You have to have some sympathy for XpresSpa. Few businesses were as vulnerable to the coronavirus pandemic as a chain of in-airport spas, so the company may be making the best of a bad situation by converting some of those spas into COVID-19 testing locations. It opened the first of those last month in New York's JFK Airport, but investors may be overestimating the potential in COVID-19 testing: The share price went from less than $0.50 in March to more than $6 (split-adjusted) in June briefly before pulling back to around $4. 

XpresSpa was losing money before the pandemic, and coronavirus testing isn't as lucrative for testing sites as investors seem to think it is -- most of the money goes to the companies that make the diagnostic tests like Labcorp, Quest, and Abbott Labs.

If investors are convinced that testing sites are a brilliant business, there are better places to look than XpresSpa.

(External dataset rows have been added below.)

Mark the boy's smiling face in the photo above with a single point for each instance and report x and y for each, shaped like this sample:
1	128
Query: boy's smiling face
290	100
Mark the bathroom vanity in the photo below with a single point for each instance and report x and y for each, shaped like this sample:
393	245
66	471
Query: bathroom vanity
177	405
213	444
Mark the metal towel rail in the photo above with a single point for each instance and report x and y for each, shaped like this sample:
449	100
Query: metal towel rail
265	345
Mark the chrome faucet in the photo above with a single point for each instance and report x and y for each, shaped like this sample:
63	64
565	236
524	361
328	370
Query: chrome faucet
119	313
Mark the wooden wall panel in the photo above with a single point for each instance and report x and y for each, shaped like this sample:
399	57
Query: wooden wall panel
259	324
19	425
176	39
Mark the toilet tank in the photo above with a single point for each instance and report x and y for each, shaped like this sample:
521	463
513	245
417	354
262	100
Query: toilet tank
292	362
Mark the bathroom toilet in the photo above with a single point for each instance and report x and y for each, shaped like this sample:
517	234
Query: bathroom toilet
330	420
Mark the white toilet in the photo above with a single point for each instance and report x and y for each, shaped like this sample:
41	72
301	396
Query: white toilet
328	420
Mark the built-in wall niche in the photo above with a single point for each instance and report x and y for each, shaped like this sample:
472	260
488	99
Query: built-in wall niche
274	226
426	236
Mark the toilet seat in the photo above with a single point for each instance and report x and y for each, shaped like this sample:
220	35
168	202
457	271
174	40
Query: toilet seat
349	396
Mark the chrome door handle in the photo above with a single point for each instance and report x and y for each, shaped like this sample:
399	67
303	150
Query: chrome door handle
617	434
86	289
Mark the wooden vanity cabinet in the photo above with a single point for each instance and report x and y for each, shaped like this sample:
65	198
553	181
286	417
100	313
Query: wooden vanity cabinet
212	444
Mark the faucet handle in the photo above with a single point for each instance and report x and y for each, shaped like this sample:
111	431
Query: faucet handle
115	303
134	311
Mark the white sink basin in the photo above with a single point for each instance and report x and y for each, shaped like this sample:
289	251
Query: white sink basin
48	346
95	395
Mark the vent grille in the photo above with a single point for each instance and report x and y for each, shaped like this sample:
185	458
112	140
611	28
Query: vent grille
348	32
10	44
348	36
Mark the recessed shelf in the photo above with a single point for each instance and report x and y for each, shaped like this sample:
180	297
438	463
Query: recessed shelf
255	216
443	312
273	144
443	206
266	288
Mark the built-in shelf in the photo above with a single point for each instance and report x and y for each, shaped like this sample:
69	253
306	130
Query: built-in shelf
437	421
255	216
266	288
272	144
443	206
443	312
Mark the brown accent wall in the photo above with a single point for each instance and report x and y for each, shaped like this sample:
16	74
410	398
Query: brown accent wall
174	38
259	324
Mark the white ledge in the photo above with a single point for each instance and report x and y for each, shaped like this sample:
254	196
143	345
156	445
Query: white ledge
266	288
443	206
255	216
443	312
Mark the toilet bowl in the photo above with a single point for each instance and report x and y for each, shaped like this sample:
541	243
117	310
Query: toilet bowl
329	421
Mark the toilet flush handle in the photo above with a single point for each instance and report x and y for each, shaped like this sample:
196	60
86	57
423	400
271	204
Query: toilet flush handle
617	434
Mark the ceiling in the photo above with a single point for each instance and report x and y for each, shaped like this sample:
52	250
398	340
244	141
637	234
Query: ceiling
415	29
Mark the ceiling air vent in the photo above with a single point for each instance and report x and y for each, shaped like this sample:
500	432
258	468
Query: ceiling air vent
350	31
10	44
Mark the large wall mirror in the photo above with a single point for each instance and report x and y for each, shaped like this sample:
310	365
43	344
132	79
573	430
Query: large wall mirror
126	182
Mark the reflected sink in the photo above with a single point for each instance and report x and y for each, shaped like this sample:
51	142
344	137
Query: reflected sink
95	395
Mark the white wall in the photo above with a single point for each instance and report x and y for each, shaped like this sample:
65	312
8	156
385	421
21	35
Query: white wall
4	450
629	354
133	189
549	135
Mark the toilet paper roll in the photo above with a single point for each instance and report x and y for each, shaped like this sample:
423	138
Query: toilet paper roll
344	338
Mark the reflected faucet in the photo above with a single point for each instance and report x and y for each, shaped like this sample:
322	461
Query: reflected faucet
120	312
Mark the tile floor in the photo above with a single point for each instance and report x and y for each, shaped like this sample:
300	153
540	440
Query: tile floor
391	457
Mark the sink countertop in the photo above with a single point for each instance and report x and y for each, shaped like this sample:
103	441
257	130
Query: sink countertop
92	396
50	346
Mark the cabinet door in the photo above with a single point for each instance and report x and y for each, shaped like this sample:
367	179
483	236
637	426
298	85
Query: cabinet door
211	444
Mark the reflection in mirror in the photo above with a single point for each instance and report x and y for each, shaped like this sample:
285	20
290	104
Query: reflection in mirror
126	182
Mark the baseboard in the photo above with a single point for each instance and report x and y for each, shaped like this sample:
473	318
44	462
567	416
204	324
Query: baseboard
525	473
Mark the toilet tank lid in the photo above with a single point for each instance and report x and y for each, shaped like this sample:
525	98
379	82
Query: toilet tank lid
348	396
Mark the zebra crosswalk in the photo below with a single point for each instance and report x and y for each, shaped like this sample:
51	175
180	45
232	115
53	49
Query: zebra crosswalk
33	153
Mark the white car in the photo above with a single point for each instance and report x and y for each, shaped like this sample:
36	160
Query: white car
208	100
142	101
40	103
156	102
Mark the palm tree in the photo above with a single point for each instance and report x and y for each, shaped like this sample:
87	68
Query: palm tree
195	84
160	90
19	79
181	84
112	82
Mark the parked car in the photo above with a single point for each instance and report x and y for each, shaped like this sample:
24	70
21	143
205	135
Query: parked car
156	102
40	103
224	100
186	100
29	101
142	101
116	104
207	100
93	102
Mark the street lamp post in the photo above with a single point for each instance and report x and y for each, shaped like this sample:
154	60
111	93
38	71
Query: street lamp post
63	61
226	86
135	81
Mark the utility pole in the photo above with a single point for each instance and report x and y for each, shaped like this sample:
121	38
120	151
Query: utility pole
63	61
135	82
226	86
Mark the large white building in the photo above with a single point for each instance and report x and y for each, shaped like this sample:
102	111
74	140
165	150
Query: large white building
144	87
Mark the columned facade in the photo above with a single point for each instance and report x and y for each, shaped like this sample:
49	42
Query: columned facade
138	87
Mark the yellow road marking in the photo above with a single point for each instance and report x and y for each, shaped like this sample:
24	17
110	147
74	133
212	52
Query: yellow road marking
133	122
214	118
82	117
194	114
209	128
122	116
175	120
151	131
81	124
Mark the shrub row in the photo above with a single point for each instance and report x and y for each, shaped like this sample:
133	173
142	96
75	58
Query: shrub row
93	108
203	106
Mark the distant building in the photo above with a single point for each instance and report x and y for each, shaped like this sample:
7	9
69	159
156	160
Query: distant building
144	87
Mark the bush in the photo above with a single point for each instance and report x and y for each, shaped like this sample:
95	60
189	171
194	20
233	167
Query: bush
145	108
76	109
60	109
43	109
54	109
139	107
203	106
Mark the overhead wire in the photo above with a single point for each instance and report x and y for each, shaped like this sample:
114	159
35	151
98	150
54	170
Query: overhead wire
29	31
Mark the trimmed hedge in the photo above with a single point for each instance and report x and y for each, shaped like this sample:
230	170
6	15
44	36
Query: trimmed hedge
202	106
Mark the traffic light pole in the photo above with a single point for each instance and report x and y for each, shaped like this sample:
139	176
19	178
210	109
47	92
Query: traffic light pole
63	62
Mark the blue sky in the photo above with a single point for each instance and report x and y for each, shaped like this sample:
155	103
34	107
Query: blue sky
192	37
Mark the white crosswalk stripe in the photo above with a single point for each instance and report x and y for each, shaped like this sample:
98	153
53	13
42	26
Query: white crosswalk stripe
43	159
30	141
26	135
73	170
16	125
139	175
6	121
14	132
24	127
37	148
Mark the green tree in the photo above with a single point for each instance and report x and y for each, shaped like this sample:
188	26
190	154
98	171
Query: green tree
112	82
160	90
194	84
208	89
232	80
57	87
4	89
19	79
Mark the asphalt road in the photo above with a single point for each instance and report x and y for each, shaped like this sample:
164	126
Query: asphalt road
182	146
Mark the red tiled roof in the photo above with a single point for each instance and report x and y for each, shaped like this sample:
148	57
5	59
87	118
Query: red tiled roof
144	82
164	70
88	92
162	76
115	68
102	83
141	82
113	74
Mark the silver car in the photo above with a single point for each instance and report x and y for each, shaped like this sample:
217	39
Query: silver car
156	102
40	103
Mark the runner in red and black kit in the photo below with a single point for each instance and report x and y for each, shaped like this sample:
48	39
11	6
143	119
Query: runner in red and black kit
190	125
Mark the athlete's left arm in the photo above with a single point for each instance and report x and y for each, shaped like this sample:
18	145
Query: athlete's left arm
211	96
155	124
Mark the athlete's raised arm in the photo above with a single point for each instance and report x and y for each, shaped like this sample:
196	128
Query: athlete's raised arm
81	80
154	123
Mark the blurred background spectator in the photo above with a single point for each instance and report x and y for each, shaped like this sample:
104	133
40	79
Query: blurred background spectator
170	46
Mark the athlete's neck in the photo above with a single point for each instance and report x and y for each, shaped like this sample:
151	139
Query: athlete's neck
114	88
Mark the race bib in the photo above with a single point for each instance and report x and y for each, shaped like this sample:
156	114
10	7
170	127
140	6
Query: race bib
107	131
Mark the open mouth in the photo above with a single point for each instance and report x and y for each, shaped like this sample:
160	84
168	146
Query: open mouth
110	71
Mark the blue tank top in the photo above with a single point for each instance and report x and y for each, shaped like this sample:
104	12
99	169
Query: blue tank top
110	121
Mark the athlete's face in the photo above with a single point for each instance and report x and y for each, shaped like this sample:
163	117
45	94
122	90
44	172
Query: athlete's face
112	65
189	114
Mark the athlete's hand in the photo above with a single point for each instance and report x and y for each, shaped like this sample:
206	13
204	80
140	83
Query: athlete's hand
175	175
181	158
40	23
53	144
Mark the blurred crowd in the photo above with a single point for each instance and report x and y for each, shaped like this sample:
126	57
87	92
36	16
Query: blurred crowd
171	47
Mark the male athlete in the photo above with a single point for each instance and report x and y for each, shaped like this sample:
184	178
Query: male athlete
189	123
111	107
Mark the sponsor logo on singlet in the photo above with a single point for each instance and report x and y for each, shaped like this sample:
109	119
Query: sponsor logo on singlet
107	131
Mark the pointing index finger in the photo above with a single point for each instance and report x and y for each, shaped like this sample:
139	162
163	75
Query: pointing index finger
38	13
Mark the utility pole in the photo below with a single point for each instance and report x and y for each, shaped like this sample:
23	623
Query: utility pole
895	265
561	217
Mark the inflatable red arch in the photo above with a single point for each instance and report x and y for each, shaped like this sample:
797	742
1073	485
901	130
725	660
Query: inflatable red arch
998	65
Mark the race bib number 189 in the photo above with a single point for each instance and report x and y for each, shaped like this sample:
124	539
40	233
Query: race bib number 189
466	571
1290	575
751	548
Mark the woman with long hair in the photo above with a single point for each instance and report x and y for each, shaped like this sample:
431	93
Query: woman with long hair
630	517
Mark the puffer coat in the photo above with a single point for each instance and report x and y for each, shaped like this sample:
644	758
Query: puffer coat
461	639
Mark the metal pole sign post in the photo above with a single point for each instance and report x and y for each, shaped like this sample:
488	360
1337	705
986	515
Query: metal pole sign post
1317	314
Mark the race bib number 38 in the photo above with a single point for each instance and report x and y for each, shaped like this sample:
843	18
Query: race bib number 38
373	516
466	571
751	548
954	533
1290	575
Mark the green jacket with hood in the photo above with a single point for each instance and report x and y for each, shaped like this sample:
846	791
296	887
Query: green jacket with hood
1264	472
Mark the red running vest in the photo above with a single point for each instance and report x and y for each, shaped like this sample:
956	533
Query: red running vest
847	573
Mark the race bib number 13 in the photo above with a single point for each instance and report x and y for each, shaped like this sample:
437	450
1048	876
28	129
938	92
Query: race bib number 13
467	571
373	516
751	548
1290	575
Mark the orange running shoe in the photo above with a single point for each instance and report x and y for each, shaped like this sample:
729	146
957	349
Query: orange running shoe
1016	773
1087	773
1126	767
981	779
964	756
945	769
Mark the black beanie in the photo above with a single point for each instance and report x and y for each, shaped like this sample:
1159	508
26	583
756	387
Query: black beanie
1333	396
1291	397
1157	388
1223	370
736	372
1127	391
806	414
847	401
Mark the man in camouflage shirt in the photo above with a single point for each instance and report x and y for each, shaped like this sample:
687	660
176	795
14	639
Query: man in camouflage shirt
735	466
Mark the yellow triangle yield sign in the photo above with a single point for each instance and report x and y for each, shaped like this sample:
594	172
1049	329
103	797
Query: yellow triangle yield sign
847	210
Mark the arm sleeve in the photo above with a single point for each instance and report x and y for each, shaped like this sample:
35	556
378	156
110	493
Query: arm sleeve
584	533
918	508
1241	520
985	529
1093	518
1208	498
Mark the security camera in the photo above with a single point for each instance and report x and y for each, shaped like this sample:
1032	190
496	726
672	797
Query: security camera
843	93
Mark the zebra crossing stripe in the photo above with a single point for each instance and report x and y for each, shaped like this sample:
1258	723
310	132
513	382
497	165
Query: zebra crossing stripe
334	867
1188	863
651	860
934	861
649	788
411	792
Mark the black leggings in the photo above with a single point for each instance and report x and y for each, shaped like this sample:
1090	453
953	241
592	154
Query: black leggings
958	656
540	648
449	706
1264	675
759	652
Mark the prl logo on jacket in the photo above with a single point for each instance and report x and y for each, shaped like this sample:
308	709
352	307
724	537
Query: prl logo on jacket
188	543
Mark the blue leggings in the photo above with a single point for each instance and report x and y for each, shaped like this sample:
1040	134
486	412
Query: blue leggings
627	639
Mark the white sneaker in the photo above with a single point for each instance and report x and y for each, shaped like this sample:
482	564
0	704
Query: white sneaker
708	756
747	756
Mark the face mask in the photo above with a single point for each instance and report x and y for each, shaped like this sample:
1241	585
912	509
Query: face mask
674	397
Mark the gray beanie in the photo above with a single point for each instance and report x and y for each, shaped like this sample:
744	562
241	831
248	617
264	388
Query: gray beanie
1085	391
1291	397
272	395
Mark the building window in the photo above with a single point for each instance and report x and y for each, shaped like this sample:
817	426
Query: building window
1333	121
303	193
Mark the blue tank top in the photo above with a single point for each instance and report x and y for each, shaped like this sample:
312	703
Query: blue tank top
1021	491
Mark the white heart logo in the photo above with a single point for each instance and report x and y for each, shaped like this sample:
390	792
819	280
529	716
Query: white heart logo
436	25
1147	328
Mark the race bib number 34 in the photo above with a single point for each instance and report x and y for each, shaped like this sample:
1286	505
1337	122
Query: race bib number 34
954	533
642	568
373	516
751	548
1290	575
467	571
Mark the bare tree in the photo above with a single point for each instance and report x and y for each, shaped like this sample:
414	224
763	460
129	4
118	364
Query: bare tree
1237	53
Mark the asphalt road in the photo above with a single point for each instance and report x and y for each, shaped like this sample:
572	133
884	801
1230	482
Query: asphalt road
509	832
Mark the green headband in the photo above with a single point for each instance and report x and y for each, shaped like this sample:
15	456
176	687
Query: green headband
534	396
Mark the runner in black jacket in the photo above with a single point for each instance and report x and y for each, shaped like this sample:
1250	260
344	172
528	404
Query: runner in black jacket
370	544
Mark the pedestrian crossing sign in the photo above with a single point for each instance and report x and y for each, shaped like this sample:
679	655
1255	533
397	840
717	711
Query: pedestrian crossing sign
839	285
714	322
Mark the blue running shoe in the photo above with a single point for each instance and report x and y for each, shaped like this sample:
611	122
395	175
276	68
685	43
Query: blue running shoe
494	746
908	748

By June 22, Rite Aid (NYSE:RAD) was operating 97 testing sites with the capacity to do 48,000 tests a week, and adding more. XpresSpa, by contrast, has just one testing facility running, and with 50 spa locations in 25 airports, it won't be able to match Rite Aid's reach.

Despite those differences and the fact that Rite Aid also has a stable business as a large drugstore chain, the valuations between the two aren't that far apart. As of July 9, XpresSpa had a market cap of $211 million, while Rite Aid's was slightly less than $1 billion. Even based on COVID-19 testing capacity alone, Rite Aid is the much better deal here.

When will the bubble burst?

It's impossible to say when this stock market bubble will pop, but the upcoming earnings season will reveal the ugliest quarterly results investors have seen since at least the financial crisis, and management will have a hard time sounding optimistic given the resurgence in coronavirus cases. Rising infections have put the brakes on the economic recovery and data will soon show how the recovery is plateauing. That means that the stock market could look a lot different by the end of July.

In a few weeks, some of the air could begin to escape from stocks like Nikola, Genius Brands, and XpresSpa.